Tech

New ransomware skips files, encrypts your whole hard drive

If Petya infects your computer, you will not be able to access your operating system whatsoever -- and there's no cure.

Written by Charlie Osborne, Contributing Writer March 30, 2016 at 3:08 a.m. PT

A strain of ransomware which encrypts your systems from the ground up and renders operating systems useless has been discovered in the wild.

Ransomware infections can be amongst the most devastating. This particular breed of malware encrypts system files, locks systems and restricts access to user files, before demanding a ransom payment in virtual currency.

If users refuses or is unable to pay and no unlocking software is available, they may lose access to their files for good.

While most ransomware focuses on infecting systems in order to lock files, a new breed called Petya goes further -- by completely removing access to hard drives and operating systems.

Security researcher Lawrence Abrams from Bleeping Computer explored the malware's path in a blog post last week.

Abrams says that the ransomware has been detected targeting the HR departments of German companies. Phishing emails are being sent to targeted firms containing Dropbox links to applications which install Petya on systems when executed.

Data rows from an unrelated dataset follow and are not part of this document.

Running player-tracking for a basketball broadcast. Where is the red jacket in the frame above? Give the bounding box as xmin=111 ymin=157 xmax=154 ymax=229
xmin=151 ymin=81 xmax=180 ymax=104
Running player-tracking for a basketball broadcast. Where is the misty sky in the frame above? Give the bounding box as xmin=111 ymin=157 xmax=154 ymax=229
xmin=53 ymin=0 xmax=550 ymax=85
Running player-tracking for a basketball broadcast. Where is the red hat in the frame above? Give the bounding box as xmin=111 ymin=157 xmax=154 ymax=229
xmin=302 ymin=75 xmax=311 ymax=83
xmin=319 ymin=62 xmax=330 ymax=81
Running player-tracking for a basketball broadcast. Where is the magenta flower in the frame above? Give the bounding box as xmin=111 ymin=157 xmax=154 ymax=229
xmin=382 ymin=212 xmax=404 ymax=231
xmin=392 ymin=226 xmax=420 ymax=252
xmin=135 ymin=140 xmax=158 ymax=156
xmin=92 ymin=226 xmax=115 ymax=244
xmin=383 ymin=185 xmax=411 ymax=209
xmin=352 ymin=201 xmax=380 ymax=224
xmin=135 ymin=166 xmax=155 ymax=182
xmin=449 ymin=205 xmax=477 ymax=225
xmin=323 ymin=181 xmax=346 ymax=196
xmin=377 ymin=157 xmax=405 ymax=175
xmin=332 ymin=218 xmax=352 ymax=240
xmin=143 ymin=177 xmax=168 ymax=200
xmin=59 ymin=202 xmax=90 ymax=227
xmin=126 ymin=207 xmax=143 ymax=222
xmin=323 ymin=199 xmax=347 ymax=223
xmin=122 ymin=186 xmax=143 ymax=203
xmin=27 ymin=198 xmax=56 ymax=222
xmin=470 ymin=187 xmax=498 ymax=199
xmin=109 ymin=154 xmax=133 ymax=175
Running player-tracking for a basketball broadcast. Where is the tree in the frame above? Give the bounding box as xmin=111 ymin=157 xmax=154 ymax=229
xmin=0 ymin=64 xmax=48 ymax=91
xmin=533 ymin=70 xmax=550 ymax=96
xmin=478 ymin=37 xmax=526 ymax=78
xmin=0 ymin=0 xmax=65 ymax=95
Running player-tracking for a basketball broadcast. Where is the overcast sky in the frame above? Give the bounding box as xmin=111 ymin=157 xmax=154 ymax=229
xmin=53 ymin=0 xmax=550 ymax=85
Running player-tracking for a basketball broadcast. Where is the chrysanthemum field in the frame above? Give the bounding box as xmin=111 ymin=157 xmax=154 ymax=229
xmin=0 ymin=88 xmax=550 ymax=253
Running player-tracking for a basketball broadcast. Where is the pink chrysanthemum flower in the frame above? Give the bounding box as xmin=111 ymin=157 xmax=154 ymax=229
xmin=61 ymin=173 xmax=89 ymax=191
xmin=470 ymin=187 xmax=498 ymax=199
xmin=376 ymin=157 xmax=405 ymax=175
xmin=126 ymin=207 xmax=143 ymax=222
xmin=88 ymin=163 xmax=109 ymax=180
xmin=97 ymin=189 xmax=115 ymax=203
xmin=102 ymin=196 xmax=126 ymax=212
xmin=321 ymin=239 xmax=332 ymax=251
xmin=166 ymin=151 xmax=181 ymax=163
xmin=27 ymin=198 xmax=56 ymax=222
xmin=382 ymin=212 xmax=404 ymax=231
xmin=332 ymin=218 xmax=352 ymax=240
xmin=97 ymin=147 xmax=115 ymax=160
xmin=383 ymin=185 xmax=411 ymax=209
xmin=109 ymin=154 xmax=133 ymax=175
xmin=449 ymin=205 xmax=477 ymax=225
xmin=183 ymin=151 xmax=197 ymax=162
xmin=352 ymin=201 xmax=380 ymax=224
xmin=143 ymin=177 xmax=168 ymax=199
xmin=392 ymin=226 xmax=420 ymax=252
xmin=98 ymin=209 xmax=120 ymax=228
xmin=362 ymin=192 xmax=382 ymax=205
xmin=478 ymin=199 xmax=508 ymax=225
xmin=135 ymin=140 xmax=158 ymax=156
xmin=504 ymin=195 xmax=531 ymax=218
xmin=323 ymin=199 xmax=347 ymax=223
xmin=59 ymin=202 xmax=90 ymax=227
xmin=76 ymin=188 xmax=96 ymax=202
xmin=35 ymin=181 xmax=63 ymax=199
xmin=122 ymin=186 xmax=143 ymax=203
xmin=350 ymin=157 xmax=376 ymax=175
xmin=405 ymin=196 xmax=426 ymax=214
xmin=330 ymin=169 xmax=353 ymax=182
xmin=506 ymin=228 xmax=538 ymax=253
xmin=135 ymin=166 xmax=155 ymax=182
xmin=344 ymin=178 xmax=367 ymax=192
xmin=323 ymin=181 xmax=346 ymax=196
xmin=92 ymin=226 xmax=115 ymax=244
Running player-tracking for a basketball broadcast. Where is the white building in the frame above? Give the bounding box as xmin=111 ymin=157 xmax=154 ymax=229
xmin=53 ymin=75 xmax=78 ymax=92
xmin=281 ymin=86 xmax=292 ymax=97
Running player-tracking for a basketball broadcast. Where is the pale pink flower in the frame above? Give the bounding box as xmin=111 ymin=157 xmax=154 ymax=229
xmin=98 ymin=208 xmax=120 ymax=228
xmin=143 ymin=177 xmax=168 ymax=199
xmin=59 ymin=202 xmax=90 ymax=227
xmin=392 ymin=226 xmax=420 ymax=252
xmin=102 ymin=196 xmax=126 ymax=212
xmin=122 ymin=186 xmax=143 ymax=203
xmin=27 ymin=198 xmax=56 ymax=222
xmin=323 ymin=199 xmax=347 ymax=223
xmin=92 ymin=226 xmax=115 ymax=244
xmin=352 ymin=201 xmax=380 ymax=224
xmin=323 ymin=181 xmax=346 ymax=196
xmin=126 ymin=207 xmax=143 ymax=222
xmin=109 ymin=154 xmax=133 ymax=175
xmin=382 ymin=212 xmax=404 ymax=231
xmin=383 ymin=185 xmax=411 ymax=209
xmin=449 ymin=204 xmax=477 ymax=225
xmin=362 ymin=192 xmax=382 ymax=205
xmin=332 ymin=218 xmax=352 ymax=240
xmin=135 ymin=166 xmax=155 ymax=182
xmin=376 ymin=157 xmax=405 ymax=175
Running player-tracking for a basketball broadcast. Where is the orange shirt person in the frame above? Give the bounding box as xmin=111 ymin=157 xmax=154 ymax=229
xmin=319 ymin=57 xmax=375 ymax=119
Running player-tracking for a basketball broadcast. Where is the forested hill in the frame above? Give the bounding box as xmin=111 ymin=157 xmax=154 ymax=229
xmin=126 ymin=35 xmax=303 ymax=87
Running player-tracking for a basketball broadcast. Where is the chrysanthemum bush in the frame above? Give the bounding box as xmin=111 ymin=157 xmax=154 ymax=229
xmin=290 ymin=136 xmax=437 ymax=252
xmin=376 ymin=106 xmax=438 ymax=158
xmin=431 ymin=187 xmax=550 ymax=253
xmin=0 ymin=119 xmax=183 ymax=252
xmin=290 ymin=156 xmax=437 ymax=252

When the ransomware is installed, the master boot record (MBR) is replaced with a malicious loader and the system is then forcefully rebooted. This then causes Windows machines to load the malicious code rather than the operating system.

A screen then appears which pretends to be the system tool check disk (CHKDSK) and runs a 'scan.' As this fake scan proceeds, Petya is encrypting the Master File Table on the drive.

"Once the MFT is corrupted, or encrypted in this case, the computer does not know where files are located, or if they even exist, and thus they are not accessible," the researcher notes.

The infection is complete and user discs are now unaccessible. Users are then presented with a lock screen demanding a payment in Bitcoin and containing instructions on how to connect to the Tor network, visit a specific .onion page and pay the fee.

At the time, victims must use their unique user ID to ensure their systems are then unlocked.

A video demonstrating how Petya encrypts drives is below:

Security

There are no current solutions to this infection, and with a steep ransom price of 0.9 BTC ($370), users have few options. The researcher says that even using the FixMBR command or attempting to fix the master boot record through other means is useless, as "it will not decrypt your MFT and thus your files and Windows will still be inaccessible."

In other words, repairing the MBR is only an option if users do not mind losing data and going back through the installation process for Windows.

Dropbox has removed the malicious link and a spokesman told ZDNet:

"We take any indication of abuse of the Dropbox platform very seriously and have a dedicated team that works around the clock to monitor and prevent misuse of Dropbox. Although this attack didn't involve any compromise of Dropbox security, we have investigated and have put procedures in place to proactively shut down rogue activity like this as soon as it happens."

There is some good news, however. A number of researchers including a security professional from Malwarebytes who operates under the handle Hasherezade and Fabian Wosar from Emisoft are on the case.